1. It was seven months ago today when I first arrived in Hiroshima; I remember stepping out of Hiroshima Station to a display of flashing neon and rumbling streetcars, feeling a long and unknown road stretch out into the distance. Weariness from travel and absorbing so many new things had me feeling a little romantic I suppose, but I felt as though I had finally crossed the threshold into the world my imagination had conjured months before my arrival. For the second time in my life I was living in a place that was truly foreign and completely outside my realm of experience. How many experience that even once?

2. Since then I have been reliving to a certain extent what my parents faced when we immigrated to Australia 20 years ago. Everything simple became hard, and the little things from home (be it food or getting a coffee) became small triumphs when located and experienced. Who gets excited over finding a decent coffee? Or things like Tim Tams, condensed soup and SPAM? SPAM was emergency food rations back home, for when I’d forgotten to do my food shopping and there was nothing left in the pantry (fried SPAM and eggs on rice), but I found myself doing the victory dance when I found a place that sold meat in a can.

3. (Which is not to say that I haven’t been eating anything Japanese. For one thing, traditional Japanese sweets are very similar to Chinese sweets, so there’s been a lot of red bean and sesame paste consumed in the last seven months.)

4. Finding is one thing, but buying it is another thing altogether. I’ve gotten very good at pointing — it’s amazing how much we can convey through just body language and gestures — and I’ve picked up enough Japanese now to guess at what shop clerks are saying about half the time. Baby steps.

5. Whilst on learning languages: there has been a lot of talk in the Australian media over integration recently; many commentators believe that if you come to Australia you should speak English, and any who don’t are “incompatible” with Australian life. To those people I ask one simple question: have you ever tried to learn a new language? Try it sometime: give yourself 6 months, see how much of a language you can learn. Give yourself a reasonable goal, say, to be able to have a basic conversation about everyday topics with a native speaker, with reasonable pronunciation and grammar. You might then appreciate how difficult it is to learn a new language. (And how easy it is to just give up.)

6. What else? Much to my amazement I’ve come to like teaching, though not enough to want to make a career of it. It’s hard work, but fun work, and most of the time I will come out of a class feeling like my students have learnt something. And I’ve come to dislike kids less — I actually look forward to teaching one particular little girl who comes to class with her mum. She’s two and a half, the very definition of precocious and utterly fearless. She’s loud and thinks I’m a walking talking set of monkey bars, but totally adorable. I’m glad I can give her back after the lesson, but I do love that hour of her havok.

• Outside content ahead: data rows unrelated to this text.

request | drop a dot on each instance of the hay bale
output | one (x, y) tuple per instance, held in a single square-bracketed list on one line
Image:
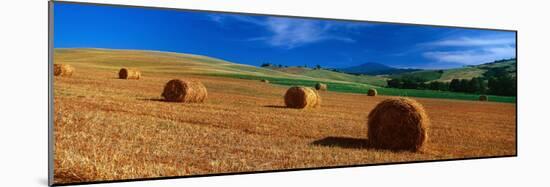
[(398, 124), (302, 97), (321, 87), (372, 92), (63, 70), (186, 91), (126, 73), (483, 98)]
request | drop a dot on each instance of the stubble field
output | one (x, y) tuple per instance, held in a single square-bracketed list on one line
[(109, 129)]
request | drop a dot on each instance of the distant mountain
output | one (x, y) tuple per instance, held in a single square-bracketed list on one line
[(372, 68)]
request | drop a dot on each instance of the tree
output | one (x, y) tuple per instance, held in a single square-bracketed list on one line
[(455, 85)]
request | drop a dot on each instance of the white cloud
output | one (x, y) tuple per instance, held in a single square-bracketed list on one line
[(471, 50), (467, 41), (472, 57), (292, 32)]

7. That be all, I think. Sometimes I catch myself grinning like a fool as I walk down one of the main streets near my work, looking up at the sun reflecting off the now-familiar buildings, lighting the office workers and students and grandmothers and the crowds of bicycles crossing the road… sometimes it’s hard to believe that I’m really living in a different country. Then, to mimic a good friend of mine that is also living abroad, I turn towards Sydney and make a rude gesture: “hahaha, I’m in Japan!”